Organizations have used some sort of multi-factor authentication to control access to a company resource. This authentication works on the principal of so-called trusted devices, which presumes that the recipient of the code is also the owner of the device it was sent to. A typical process involves a user entering a login credential, and then, a second verification code is sent either via an SMS message, or through an authentication app on a second device. The user must then enter that code to gain access to the requested asset or network.

However, criminals and scammers have tricked some users into sharing the access codes, often by calling users and pretending to be a legitimate organization such as the post office, bank or even an IT professional from a company, and asking for the code that was just delivered to your phone by text or email. That's why some companies are moving to a security concept known as identity access management, where individuals, rather than devices, are consistently verified and authenticated.

Through the ubiquity of cellphone cameras and facial recognition techniques, users can be authenticated and verified each time they need to access a sensitive application or system. One such system is offered by Nametag, which employs the use of AI to scan a user's government-issued identification to ensure its legitimacy, and establish a person's identity. Then, a user shares a photo of themselves so it can be matched to the photo on their government-issued credential using AI, which compares the specific, non-changing features on a person's face, such as the distance between their pupils, across the two images to ensure confidence in the match.
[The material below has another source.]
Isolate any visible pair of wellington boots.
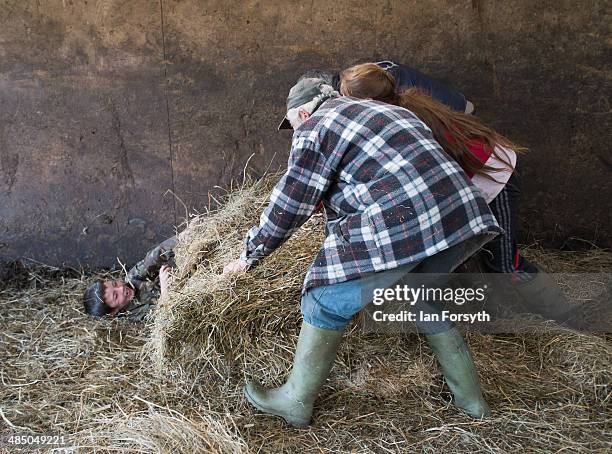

When a system uses Nametag to grant access privileges or otherwise verify a user, a small mobile application (App Clip on iOS devices, Instant Apps on Android devices) is sent to the device, which serves as an authentication application. To grant access, the user must log into the phone using Face ID, or they can simply snap a selfie, which is compared to the verified government ID credential that can be accessed in the cloud using a secure encryption key stored in the app.

According to Aaron Painter, CEO of Nametag, this method of verification combines the convenience of multifactor authentication with the benefits of using a trusted verification asset (the user's face) to ensure secure access to systems, or the secure sharing of personal details.

"So what we've done is we've merged this world of one time ID verification with the world of multifactor authentication," Painter says. "We bring them together, and we've created a way to make it reusable so that you have someone do an ID scan, but then we're able to trust the device that they're using, so that [the credentials] are reusable. And we can essentially re-verify them every time they sign in or every time they're prompted."

The third piece of managing hybrid workers is to periodically monitor and analyze their device usage, data usage, and system-access patterns. A spike in user's frequency of accessing company systems or data, a change in which specific applications or data stores are accessed, or instances of a user logging in from multiple locations within a short period of time could each be signs that a user has been compromised. 

"Social engineering attacks are still there; users need to be vigilant, and companies needs to warn their employees, but there are other ways that attacks can be successful, even if the end user is very careful," Kantarcioglu says. "So tracking what users are doing, monitoring what information is being accessed and downloaded, and [analyzing] from which geographic locations users are working needs to be implemented" to better secure corporate systems and resources in an age of hybrid and remote workers.


Keith Kirkpatrick is Principal of 4K Research & Consulting LLC, in New York, NY, USA.